Last week’s announcement by health minister Adrian Dix that Bill 92 will finally be proclaimed is welcome news.
Doctors found to have unlawfully billed patients can be fined up to $20,000 and multiple violations could mean de-enrolment from the public system, meaning no more public funding. Patients who believe they have been inappropriately billed can apply to the provincial government to recover those costs.
A 2012 audit of two private clinics discovered patients were required to sign a waiver pledging not to seek such reimbursement. Patients also had to agree “not to disclose any information to any government regarding the particulars of the beneficiary’s surgery,” including costs. If the patient did disclose, the waiver “require[d] the beneficiaries to indemnify the Extra Billing Clinic for damages and costs arising from disclosure.” Bill 92 should end such practices.

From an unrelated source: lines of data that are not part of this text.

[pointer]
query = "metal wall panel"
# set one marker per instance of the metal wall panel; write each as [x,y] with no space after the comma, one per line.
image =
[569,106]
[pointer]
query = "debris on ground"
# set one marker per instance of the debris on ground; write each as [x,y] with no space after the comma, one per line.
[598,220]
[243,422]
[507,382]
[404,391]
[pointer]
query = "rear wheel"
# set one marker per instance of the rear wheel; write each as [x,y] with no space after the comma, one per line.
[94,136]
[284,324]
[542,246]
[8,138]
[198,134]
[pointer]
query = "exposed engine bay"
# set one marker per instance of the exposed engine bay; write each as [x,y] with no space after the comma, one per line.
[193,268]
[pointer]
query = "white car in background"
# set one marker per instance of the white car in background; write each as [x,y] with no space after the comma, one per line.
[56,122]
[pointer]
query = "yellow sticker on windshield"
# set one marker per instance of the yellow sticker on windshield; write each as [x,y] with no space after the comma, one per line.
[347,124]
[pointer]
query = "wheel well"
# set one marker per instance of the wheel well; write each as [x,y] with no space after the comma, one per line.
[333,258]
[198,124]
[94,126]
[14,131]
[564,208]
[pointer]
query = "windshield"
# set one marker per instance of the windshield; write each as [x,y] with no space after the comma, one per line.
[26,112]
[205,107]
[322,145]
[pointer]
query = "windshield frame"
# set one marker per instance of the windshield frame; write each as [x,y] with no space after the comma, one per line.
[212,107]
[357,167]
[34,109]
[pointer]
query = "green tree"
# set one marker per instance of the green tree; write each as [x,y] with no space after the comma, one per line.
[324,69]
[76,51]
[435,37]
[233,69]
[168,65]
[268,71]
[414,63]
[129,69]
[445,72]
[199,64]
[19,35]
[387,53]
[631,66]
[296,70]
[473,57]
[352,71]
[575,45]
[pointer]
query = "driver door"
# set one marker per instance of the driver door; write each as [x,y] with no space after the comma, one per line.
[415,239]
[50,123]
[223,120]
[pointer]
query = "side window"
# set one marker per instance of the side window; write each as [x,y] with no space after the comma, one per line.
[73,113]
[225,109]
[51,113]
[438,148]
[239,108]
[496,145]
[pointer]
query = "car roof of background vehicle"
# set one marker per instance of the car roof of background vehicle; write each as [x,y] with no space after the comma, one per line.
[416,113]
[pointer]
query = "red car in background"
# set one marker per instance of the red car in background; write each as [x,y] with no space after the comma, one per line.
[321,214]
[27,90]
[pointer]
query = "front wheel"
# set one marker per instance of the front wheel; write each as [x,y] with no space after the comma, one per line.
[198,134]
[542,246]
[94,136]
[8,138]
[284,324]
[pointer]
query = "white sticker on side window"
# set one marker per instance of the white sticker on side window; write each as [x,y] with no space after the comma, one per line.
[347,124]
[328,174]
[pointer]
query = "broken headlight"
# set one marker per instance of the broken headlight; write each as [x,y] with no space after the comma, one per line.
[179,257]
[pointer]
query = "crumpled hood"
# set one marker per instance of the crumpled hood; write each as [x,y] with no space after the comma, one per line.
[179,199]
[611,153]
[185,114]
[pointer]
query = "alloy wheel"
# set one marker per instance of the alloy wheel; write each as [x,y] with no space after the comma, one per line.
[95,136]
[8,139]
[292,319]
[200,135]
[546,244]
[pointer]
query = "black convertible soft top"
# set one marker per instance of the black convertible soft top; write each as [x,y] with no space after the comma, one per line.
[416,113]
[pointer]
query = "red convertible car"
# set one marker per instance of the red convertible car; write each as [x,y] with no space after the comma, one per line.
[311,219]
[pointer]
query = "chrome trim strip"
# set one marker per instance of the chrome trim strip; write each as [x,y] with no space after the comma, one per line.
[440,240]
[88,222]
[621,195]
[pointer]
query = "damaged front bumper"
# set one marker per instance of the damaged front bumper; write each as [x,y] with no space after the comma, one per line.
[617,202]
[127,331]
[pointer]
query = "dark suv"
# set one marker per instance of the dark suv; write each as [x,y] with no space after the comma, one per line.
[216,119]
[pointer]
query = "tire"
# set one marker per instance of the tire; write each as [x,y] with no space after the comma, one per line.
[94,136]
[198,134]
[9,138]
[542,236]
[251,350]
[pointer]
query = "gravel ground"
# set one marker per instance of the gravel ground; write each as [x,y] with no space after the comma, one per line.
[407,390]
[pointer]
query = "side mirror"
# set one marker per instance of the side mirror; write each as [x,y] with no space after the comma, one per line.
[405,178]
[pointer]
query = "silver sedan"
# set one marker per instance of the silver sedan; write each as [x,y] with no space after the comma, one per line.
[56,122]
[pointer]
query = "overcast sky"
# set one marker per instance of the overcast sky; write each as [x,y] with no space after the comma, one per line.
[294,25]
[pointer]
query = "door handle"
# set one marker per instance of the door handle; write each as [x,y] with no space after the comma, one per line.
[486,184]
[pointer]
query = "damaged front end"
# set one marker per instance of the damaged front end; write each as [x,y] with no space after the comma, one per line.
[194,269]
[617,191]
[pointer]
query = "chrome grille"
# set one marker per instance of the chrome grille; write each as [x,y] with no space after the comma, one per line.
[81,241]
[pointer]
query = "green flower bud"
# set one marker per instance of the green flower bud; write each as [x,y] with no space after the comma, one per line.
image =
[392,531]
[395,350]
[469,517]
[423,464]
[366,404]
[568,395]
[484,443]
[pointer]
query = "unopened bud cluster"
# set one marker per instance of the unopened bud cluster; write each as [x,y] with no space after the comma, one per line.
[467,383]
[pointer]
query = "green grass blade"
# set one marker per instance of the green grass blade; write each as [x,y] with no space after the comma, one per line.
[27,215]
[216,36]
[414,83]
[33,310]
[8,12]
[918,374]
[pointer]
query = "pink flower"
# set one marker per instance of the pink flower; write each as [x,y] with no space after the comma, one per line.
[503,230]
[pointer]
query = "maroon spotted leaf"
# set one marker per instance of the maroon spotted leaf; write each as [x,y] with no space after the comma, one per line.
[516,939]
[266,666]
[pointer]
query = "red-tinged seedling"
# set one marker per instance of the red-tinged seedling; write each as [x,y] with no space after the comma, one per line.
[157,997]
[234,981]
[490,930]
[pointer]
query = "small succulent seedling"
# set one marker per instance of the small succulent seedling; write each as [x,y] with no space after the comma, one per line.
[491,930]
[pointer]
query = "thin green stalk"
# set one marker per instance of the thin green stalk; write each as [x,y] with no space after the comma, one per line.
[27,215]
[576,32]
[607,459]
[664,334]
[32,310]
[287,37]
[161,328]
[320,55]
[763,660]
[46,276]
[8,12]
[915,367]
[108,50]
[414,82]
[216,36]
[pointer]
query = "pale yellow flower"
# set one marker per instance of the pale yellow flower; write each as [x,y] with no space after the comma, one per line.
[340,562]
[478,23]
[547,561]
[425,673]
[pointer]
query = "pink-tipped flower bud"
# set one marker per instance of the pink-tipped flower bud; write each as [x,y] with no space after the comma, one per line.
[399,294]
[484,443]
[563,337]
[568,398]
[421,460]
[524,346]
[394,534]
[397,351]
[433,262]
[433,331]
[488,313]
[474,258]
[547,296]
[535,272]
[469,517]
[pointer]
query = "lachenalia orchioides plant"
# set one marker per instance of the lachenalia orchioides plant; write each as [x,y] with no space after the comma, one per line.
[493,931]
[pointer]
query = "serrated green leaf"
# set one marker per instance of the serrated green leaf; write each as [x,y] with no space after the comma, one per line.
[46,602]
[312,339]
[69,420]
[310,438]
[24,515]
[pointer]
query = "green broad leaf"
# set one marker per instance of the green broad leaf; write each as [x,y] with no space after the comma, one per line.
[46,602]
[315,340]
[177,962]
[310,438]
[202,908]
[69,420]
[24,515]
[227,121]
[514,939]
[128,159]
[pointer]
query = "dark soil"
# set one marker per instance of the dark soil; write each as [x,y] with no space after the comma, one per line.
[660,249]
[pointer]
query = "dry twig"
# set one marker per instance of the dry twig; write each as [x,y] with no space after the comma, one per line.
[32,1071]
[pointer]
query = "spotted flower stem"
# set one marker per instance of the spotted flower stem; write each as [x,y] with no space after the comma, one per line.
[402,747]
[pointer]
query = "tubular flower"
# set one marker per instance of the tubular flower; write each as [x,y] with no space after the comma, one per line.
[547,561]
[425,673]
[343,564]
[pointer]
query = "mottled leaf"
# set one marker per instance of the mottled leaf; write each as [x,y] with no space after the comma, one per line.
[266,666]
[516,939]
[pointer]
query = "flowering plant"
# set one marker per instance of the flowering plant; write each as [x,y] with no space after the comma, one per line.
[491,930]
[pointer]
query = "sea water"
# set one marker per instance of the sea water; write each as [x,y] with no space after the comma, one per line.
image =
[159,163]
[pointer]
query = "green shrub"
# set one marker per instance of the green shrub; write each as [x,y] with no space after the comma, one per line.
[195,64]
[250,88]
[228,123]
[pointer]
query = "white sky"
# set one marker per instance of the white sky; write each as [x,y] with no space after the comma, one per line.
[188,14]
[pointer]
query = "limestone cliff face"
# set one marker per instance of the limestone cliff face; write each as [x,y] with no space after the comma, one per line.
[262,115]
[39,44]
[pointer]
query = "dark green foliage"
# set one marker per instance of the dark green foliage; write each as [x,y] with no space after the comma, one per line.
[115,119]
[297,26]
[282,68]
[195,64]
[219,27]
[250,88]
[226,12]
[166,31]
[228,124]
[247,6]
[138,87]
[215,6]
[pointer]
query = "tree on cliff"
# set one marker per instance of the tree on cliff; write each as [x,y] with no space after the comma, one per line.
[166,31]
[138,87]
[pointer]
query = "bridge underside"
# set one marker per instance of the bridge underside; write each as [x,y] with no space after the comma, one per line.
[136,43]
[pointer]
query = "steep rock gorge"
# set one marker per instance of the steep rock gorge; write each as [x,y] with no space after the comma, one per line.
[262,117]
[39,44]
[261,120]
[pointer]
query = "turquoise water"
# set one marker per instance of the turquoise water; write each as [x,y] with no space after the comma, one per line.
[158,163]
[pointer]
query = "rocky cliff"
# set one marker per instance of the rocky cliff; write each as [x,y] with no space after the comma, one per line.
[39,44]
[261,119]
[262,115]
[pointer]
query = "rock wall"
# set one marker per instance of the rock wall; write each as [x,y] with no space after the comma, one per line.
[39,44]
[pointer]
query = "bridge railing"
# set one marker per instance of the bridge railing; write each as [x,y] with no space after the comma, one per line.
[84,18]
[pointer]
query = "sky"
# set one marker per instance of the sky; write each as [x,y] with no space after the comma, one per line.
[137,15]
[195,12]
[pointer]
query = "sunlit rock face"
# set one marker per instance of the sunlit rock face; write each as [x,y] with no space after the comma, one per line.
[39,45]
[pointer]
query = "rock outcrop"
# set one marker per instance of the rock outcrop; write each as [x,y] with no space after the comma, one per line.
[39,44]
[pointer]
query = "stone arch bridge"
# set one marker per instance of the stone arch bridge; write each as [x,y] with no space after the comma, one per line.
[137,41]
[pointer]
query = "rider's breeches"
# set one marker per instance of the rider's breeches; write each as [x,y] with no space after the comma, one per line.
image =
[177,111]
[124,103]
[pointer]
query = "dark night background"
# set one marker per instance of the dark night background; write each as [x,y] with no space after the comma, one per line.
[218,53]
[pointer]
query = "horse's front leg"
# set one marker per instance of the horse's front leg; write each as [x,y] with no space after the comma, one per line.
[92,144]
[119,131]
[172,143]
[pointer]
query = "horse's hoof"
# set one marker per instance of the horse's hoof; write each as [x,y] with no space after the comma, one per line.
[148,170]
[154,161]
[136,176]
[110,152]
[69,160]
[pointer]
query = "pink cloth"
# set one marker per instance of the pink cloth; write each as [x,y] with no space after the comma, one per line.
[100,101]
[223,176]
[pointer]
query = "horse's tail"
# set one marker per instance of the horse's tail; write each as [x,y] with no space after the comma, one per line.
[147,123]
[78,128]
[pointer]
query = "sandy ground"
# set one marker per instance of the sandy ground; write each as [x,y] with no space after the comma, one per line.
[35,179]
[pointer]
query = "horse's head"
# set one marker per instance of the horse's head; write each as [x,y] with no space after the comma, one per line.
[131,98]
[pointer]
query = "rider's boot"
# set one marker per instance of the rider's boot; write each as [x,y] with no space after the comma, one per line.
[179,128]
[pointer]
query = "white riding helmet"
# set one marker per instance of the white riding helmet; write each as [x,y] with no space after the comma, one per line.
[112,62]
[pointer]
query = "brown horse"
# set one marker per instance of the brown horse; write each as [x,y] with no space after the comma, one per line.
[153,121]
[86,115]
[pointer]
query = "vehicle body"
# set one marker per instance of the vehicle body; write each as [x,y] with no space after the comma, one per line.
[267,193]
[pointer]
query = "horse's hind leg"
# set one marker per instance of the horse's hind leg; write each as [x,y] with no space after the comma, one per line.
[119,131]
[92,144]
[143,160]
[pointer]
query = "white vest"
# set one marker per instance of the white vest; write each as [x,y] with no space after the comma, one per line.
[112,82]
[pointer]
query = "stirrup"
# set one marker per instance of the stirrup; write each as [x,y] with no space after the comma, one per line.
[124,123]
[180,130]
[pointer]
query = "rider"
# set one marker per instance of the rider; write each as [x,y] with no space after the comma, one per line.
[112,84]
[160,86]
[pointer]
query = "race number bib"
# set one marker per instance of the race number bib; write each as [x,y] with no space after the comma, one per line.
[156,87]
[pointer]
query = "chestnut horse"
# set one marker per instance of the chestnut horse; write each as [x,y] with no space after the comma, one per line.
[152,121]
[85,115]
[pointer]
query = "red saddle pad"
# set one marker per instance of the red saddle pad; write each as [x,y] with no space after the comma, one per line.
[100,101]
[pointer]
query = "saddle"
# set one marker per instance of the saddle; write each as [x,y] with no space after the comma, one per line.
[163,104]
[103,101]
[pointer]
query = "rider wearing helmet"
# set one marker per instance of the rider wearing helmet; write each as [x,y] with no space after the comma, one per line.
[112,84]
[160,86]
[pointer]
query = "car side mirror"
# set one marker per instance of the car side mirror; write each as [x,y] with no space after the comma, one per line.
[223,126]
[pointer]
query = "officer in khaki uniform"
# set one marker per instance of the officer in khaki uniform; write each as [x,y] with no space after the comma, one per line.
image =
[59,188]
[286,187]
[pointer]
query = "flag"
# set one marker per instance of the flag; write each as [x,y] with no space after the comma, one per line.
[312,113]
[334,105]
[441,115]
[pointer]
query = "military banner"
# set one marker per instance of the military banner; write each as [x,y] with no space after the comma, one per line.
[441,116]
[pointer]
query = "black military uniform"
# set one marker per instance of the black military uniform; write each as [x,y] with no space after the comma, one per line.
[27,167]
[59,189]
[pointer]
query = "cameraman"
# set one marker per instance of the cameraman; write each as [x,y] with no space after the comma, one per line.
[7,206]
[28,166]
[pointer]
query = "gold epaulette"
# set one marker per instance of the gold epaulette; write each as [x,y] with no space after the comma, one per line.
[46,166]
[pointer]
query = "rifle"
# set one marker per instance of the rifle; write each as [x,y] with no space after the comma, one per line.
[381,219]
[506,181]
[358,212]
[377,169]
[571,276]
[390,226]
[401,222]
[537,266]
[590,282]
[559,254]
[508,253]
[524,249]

While this government action is important, it cannot succeed without additional welcome plans unveiled last month to reduce waiting times for surgeries and diagnostic services across the province within the public system. This year, B.C. will fund 4,000 additional hip and knee surgeries, plus 5,400 more dental and other surgeries compared to last year. Additional funding will provide 37,000 more MRI exams, addressing a persistent bottleneck in the system.
Equally important are long overdue plans to centralize surgical waiting lists. Currently in B.C., every surgeon manages their own list, which is extremely inefficient. One study of waiting times in Alberta found that as many as 43 per cent of patients on surgical waiting lists no longer needed to be there, mostly because they had already received the surgery — unbeknownst to the surgeon whose list they were on. Centralized queue management is vital for the efficient flow of services and procedures and allows patients to see the first available appropriate surgeon.
The response to Bill 92 from private surgical and diagnostic companies is no surprise. One physician predicted a mass exodus of surgeons from the province. But if they want to extra bill they likely will have to leave the country too. B.C. is the only province that Ottawa has repeatedly fined for unlawful extra billing. Bill 92 aligns us with the rest of the country.
Opponents also claim waiting times will increase because private companies will be forced to close. Bill 92, however, will allow private surgical and diagnostic clinics to receive contracts from health authorities to provide services, as they have done since the 1990s, as long as they follow the law. Doctors remain able to leave medicare entirely and charge patients who are able and willing to pay.
What will come to an end is the erosion of our universal right to timely medical care.
Equal access to hospital and physician services based on need, not ability to pay, is the fundamental principle underpinning our public health system. This move by the new B.C. government strengthens that principle and should save the province millions of dollars a year in federal fines — money that can now go into patient care.
Colleen Fuller is a health policy researcher and writer. Seth Klein is the B.C. Director of the Canadian Centre for Policy Alternatives.